Biopunk may be used in the same sense as are dieselpunk, steampunk, and clockpunk. In this case, it would refer to a society or alternate history in which modern technologies have not been developed, but the biological sciences have moved beyond what we have today -- generally through pseudo-magical efficiency in the fields of medicine, genetic engineering, or hybridization. H. G. Wells's The Island of Dr. Moreau and Mary Shelley's Frankenstein would be the canonical examples. Perhaps because of these examples, Biopunk may occasionally be used to refer to steampunk stories that include fantasy monsters (vampires and werewolves particularly).

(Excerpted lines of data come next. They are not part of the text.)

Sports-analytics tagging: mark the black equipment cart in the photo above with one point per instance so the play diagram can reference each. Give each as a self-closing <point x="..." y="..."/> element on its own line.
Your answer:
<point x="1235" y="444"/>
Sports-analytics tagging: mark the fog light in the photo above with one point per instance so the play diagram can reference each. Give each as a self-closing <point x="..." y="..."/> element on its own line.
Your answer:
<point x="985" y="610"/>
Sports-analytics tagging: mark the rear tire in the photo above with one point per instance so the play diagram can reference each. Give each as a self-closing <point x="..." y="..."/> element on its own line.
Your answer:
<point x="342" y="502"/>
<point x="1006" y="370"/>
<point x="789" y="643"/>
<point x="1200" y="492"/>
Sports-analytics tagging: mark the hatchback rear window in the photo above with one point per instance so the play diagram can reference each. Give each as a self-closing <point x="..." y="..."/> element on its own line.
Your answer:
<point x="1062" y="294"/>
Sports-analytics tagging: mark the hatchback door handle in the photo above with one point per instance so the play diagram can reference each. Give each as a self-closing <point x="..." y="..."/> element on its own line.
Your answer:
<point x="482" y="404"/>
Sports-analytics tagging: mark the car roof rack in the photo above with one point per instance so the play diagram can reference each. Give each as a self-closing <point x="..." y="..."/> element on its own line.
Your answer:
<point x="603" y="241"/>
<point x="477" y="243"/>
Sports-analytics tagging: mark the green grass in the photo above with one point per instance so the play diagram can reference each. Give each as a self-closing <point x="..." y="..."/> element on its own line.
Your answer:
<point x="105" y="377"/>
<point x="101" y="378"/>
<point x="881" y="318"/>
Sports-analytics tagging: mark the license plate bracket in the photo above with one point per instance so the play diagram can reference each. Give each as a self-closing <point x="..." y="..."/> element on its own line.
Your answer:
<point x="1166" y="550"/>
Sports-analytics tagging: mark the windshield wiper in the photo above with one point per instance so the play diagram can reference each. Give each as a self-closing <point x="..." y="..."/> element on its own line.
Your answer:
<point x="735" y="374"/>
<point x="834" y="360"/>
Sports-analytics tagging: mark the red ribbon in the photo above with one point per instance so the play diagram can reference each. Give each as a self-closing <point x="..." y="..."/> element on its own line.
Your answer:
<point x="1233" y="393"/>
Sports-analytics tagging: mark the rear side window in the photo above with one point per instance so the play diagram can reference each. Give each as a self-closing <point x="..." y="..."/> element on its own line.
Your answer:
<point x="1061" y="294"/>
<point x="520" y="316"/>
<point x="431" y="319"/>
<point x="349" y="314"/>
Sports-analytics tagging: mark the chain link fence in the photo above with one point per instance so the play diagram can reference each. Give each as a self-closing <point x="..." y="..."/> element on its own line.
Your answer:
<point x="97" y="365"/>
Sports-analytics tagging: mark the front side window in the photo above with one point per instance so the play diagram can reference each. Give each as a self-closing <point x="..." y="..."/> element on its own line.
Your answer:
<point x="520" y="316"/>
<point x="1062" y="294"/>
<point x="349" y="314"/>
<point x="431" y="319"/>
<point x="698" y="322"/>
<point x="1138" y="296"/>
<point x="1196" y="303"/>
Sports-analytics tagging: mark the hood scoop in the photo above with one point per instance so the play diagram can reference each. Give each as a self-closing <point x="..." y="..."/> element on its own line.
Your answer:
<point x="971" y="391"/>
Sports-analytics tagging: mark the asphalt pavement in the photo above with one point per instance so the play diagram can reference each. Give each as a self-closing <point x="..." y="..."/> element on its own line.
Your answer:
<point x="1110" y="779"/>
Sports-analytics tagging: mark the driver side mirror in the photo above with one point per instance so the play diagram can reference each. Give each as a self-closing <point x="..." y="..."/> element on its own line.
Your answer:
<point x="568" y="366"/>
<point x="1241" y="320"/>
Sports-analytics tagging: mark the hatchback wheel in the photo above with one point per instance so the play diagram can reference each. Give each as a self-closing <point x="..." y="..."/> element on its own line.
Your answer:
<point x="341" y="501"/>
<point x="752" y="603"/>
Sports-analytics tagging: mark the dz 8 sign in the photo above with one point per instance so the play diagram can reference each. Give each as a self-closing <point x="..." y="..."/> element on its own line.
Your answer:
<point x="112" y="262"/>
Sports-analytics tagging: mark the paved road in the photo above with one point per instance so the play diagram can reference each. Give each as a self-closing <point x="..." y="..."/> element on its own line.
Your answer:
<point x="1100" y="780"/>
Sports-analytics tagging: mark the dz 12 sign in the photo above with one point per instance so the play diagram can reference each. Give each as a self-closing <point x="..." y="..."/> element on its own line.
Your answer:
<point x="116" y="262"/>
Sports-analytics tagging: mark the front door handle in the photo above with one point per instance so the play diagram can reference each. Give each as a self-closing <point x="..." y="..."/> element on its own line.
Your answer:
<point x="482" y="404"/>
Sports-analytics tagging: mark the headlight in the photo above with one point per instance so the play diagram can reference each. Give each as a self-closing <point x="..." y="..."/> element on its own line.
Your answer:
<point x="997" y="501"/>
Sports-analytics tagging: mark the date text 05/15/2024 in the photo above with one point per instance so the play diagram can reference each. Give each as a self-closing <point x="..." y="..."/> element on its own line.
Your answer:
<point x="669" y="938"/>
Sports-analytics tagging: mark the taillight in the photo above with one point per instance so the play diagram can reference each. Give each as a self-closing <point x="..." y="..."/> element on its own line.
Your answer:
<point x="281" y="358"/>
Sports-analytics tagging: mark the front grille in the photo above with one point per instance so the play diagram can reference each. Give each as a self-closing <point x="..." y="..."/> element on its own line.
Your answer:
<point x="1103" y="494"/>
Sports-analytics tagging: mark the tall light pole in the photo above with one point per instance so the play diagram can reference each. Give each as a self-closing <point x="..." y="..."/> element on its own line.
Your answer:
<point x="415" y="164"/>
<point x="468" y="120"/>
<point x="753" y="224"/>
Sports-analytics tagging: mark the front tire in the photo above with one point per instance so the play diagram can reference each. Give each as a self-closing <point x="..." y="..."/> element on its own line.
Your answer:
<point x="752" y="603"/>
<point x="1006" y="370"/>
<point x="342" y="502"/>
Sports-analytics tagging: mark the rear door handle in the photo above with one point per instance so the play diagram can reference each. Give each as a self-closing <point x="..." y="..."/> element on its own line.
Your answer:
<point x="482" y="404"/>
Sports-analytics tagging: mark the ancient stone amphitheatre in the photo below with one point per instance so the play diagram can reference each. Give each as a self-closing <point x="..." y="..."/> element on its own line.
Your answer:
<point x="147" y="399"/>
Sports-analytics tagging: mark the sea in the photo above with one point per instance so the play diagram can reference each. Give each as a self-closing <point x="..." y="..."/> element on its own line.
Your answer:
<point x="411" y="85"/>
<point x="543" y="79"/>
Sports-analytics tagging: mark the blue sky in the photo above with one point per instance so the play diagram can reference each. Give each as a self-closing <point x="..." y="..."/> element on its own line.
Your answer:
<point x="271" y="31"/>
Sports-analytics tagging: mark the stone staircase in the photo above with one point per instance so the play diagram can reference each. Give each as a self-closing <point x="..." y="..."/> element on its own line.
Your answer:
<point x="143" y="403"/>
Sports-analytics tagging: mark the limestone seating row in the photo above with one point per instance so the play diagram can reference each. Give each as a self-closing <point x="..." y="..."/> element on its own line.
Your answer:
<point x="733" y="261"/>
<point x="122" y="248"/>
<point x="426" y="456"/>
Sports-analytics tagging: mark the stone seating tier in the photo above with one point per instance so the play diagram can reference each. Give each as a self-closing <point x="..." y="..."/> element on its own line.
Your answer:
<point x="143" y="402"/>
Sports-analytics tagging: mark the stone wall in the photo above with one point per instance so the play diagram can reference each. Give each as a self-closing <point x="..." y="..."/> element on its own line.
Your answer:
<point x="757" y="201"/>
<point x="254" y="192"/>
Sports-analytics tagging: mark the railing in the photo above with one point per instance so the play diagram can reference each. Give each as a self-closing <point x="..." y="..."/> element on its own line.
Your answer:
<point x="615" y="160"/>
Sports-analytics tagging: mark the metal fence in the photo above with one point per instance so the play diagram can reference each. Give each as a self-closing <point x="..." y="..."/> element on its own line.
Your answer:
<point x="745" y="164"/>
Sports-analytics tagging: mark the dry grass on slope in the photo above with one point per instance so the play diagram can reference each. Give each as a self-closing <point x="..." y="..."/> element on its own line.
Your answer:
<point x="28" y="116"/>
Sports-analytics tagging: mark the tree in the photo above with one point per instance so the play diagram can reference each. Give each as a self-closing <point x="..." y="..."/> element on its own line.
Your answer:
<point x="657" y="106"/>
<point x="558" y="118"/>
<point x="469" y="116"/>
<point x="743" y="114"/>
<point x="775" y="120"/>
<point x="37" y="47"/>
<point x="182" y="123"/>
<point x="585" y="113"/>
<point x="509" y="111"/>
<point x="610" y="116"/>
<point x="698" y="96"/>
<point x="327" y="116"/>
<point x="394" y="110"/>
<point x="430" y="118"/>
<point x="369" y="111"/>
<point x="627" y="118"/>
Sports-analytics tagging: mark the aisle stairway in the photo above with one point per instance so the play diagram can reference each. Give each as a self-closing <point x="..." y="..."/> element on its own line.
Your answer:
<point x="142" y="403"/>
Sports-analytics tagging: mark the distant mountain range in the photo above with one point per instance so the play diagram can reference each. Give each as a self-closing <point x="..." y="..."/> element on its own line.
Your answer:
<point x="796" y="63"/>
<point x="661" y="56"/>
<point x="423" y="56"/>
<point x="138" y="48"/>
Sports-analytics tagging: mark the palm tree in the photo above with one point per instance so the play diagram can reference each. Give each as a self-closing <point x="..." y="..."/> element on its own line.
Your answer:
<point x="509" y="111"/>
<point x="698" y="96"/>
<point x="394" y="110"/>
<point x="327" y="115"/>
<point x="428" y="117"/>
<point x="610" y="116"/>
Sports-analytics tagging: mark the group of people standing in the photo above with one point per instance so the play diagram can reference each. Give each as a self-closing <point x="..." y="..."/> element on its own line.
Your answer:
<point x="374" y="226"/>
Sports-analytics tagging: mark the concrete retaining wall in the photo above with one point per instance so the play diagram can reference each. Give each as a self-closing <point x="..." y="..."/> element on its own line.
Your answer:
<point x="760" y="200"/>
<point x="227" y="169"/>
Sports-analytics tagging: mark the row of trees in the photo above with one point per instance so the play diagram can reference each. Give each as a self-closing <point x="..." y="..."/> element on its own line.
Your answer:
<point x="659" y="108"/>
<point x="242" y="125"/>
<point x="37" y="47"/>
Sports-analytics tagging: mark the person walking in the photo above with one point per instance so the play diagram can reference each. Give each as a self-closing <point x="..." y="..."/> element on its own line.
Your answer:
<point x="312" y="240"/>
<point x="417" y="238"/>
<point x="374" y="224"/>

However, it is more common to use biopunk to mean something akin to cyberpunk or even transhumanism SF; stories about our future where humans can be easily modified into any form, where computers are grown in vats to perform functions through protein folding, or where spaceships are genetically engineered living creatures. This may sometimes also be referred to as Ribofunk or biohacking. The term biopunk, in this case, would have the emphasis on the 'punk', generally indicating a darker, gritty type of story with strong social themes and an strong focus on one type of technological advancement -- obviously, genetic manipulation in this case.